Die langfristigen Auswirkungen der Lederer-Personalpolitik an den großen, signifikanten Häusern sind derzeit bestenfalls zu erahnen.. Die neuen Intendantinnen und Intendanten, die er für das Deutsche Theater, die Deutsche Oper und die Staatsoper berufen hat, kommen erst später. Lederer sitzt dann womöglich in der Opposition.

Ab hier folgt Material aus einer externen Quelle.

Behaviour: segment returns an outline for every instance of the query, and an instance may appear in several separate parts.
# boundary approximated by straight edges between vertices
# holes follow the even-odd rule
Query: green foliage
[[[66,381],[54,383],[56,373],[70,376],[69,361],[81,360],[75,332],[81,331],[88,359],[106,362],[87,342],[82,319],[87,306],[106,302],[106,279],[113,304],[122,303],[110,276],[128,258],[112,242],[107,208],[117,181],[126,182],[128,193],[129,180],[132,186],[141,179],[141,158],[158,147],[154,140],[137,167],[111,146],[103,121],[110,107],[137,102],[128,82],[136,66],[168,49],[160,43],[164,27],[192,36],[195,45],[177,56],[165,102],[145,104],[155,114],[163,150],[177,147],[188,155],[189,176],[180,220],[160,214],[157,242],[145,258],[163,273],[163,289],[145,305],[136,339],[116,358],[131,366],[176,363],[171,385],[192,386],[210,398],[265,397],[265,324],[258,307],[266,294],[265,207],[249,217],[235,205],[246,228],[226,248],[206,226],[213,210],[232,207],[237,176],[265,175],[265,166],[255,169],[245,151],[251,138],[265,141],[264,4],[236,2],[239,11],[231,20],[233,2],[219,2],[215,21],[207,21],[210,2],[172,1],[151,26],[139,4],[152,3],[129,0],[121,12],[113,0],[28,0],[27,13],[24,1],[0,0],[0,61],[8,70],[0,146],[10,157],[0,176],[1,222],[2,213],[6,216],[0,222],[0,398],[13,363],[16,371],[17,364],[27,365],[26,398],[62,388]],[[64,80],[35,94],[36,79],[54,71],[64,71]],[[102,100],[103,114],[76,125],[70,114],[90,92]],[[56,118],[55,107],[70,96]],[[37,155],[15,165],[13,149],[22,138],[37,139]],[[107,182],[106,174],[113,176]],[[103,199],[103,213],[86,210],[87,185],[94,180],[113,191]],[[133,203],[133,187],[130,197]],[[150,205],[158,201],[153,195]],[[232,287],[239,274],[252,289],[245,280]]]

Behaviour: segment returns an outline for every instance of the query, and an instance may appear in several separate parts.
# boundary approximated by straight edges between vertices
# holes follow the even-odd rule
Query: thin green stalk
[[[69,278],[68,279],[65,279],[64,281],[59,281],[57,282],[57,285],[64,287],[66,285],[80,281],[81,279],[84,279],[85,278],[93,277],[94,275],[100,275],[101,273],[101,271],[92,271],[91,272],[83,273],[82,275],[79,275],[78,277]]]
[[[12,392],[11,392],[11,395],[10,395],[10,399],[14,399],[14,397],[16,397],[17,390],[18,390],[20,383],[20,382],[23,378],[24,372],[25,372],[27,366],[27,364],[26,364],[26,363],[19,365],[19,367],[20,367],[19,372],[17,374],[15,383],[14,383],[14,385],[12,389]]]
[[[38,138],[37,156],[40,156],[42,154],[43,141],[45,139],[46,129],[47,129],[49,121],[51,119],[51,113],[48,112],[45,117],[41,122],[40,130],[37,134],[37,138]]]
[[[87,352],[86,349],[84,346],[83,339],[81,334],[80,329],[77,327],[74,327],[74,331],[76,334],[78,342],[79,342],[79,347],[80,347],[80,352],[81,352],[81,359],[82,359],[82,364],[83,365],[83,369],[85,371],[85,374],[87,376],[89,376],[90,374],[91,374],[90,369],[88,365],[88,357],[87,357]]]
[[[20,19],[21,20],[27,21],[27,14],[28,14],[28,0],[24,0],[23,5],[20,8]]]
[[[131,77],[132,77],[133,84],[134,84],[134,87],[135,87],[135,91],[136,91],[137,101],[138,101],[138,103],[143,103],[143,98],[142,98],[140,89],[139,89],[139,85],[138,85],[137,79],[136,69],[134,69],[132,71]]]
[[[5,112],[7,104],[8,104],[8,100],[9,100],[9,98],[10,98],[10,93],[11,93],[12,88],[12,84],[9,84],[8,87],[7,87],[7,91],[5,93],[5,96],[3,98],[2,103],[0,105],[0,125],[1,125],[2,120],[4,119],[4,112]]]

Da wird etwas sichtbar, das sich bei Lederer auch durchzieht. Er scheut Konflikte. Mit Maestro Barenboim wollte er sich nicht anlegen, der schien ihm zu groß. Der weniger prominente Interimsintendant Klaus Dörr an der Volksbühne musste nach windigen Vorwürfen schnell gehen. Und wie selig war die Klientel, als Lederer dem Regisseur René Pollesch die Intendanz der Volksbühne in die Hände gab. Dort läuft es eher bescheiden. Mit 70 Prozent Platzauslastung sei wieder das Niveau vor der Pandemie erreicht, heißt es aus dem Haus am Rosa-Luxemburg-Platz. Stimmt nur nicht: 2019 waren es noch 80 Prozent.

Lederer hat Glück. Claudia Roth als Staatsministerin für Kultur im Bund stiehlt dem Kollegen auf Landesebene nicht die Schau. Bei ihr liegen die großen Projekte und Probleme, vom Humboldt Forum zur Preußenstiftung bis zu teuren Neubauten. Aber es ist erstaunlich ruhig geworden um die so lautstark gestartete grüne Politikerin.